Les bonnes pratiques en matière de pilotage des systèmes d'information

Un système d’information est un ensemble complexe qui doit être piloté. L’expérience montre qu’un pilotage faible ou incertain peut se traduire par des pertes d’efficacité voir même des dégradations du système d’information. Dans les deux précédant messages (Voir sur ce blog le message du 1er Août 2013 : « Les bonnes pratiques enmatière de conception des systèmes d'information » et le message du 25 Octobre 2013 : « Les bonnes pratiques en matière de fonctionnement des systèmes d’information ») nous avons analysé les bonnes pratiques concernant la conception et le fonctionnement régulier des systèmes d'information.
Dans ce message nous nous efforcerons d’identifier celles concernant le pilotage des systèmes d'information et notamment le pilotage des corrections ponctuelles qu’il est nécessaire d’effectuer régulièrement et qui sont souvent la cause des dérives constatées. Dans un prochain message nous étudierons la gestion des évolutions à moyen terme des systèmes d'information. Ils nécessitent d’avoir une réflexion de type stratégique, une démarche planifiée et un contrôle des opérations effectuées.
Le pilotage des systèmes d'information repose sur une vingtaine de bonnes pratiques. Il en existe peut-être d’autres mais elles sont moins importantes :

1.     Désigner un pilote du système d’information. Un système d’information est un objet complexe. Pour le gérer de manière efficace il est nécessaire qu’il soit piloté par une personne ayant une vision d'ensemble du système. Il doit avoir la double responsabilité de gérer l’ensemble des opérations quotidiennes et périodiques et de piloter les évolutions qui seront réalisés dans les années à venir ([1]). Il a la responsabilité de détecter les goulets d’étranglement et de décider les mesures nécessaires pour améliorer le fonctionnement du système d’information. Très souvent celles-ci se traduisent par des modifications des programmes informatiques ou de l’organisation. Le pilote du système d’information doit prendre des décisions et ensuite s’assurer que ces mesures sont effectivement appliquées.

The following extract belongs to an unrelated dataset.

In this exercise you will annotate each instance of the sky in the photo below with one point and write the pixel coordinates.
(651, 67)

2.     Avoir un décideur consensuel, reconnu par les autres décideurs concernés. Les différentes parties prenantes concernées par le système d'information doivent avoir confiance dans le pilote. Il dirige par consensus. S’il ne bénéficie pas de cet accord implicite il aura du mal à faire correctement fonctionner le système d’information. Pour cette raison il est recommandé qu’il puisse s’adosser à un comité de pilotage (voir ci-dessous le point 5).

3.     Veiller à ce que le pilote ait des pouvoirs suffisants. Le pilote doit avoir une autorité suffisante afin d'être capable de faire exécuter les décisions qu'il est amené à prendre. Si ses choix et ses arbitrages sont contestés par les autres décideurs et leurs collaborateurs le pilotage du système d’information et la mise en place des mesures nécessaires seront difficiles à mettre en œuvre.

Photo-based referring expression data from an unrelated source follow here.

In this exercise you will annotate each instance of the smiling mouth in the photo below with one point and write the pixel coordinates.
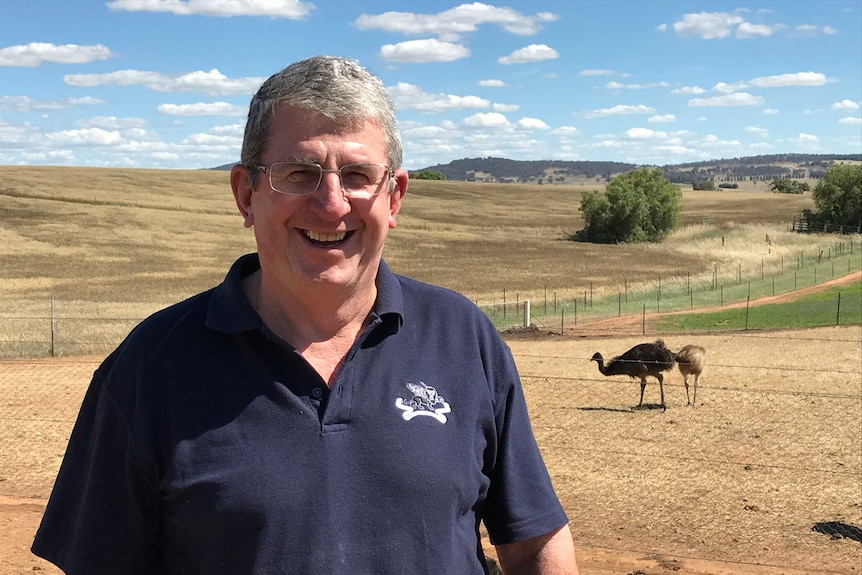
(325, 240)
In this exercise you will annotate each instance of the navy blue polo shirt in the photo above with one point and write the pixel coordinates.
(207, 445)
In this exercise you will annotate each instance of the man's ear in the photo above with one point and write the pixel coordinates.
(242, 192)
(400, 181)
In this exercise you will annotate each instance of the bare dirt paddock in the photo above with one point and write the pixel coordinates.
(739, 484)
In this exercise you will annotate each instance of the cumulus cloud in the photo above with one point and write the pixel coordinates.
(845, 105)
(27, 104)
(531, 53)
(707, 25)
(688, 90)
(37, 53)
(592, 72)
(202, 109)
(409, 97)
(728, 100)
(532, 124)
(619, 110)
(419, 51)
(618, 86)
(212, 83)
(85, 137)
(452, 24)
(289, 9)
(644, 134)
(762, 132)
(486, 120)
(661, 119)
(565, 131)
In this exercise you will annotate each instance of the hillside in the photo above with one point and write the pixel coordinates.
(754, 168)
(757, 168)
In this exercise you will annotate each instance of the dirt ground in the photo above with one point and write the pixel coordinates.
(685, 520)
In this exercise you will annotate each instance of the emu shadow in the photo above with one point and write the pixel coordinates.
(616, 410)
(837, 530)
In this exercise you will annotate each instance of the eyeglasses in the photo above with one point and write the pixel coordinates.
(358, 181)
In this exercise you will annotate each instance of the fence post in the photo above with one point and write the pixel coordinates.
(53, 327)
(643, 321)
(838, 311)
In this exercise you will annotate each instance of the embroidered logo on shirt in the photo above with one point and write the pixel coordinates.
(425, 401)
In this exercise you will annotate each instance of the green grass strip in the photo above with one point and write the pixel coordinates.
(813, 310)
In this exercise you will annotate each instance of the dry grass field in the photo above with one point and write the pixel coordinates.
(737, 484)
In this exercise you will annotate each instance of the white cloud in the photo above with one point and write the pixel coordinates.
(112, 123)
(735, 99)
(419, 51)
(27, 104)
(505, 107)
(565, 131)
(618, 86)
(38, 53)
(531, 53)
(409, 97)
(845, 105)
(782, 80)
(85, 137)
(661, 119)
(290, 9)
(452, 24)
(203, 109)
(688, 90)
(707, 25)
(486, 120)
(644, 134)
(619, 110)
(532, 124)
(748, 30)
(212, 83)
(596, 73)
(811, 30)
(762, 132)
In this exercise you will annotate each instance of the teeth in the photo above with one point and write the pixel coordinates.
(319, 237)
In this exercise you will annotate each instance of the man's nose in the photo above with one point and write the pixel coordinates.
(329, 196)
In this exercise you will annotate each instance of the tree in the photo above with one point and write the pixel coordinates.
(638, 206)
(838, 196)
(788, 186)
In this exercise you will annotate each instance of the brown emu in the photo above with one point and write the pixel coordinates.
(690, 360)
(640, 361)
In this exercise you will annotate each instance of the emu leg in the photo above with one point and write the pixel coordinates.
(685, 381)
(661, 388)
(696, 380)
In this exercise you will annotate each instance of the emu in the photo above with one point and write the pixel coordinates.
(640, 361)
(690, 360)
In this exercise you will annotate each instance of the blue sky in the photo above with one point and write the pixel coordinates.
(166, 83)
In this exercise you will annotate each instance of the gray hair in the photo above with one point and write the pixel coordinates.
(339, 89)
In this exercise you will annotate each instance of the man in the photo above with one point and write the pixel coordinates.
(314, 413)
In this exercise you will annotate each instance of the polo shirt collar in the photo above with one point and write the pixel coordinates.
(229, 310)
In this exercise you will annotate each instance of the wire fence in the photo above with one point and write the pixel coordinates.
(765, 468)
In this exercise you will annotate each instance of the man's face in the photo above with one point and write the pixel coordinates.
(321, 240)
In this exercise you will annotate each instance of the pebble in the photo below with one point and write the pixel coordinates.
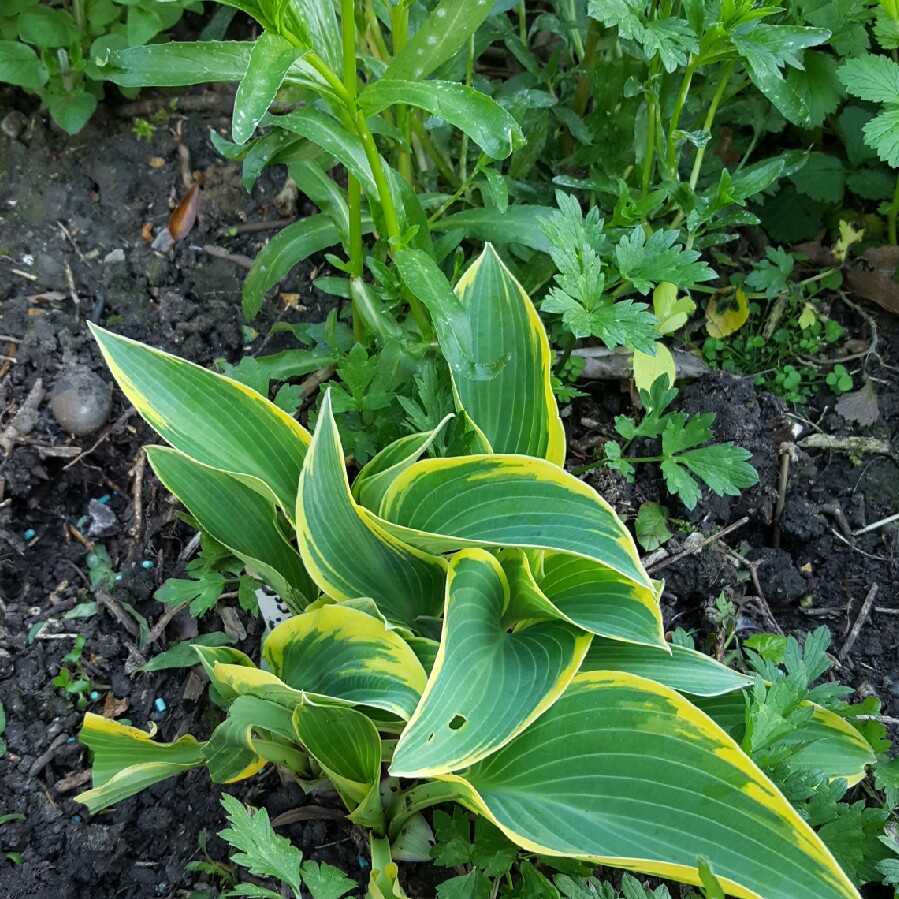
(13, 124)
(81, 401)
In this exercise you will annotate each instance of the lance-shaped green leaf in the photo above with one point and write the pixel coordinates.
(516, 410)
(178, 64)
(289, 247)
(347, 746)
(346, 551)
(449, 316)
(341, 652)
(240, 518)
(440, 505)
(210, 418)
(628, 773)
(517, 224)
(128, 760)
(445, 31)
(332, 137)
(585, 593)
(377, 475)
(682, 669)
(270, 60)
(487, 684)
(830, 745)
(473, 113)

4.     Nommer une personne réactive. Un pilote chargé de gérer le système d’information doit être capable de réagir rapidement à tout changement du contexte. Rien n’est pire qu’un pilote qui laisse filer en se disant que les « choses rentrerons dans l’ordre d’elle-même ». Un bon pilote doit même être capable d’anticiper les dérives possibles. Pour cela il doit sentir les évolutions du contexte, éventuellement avant que les changements soient manifestes.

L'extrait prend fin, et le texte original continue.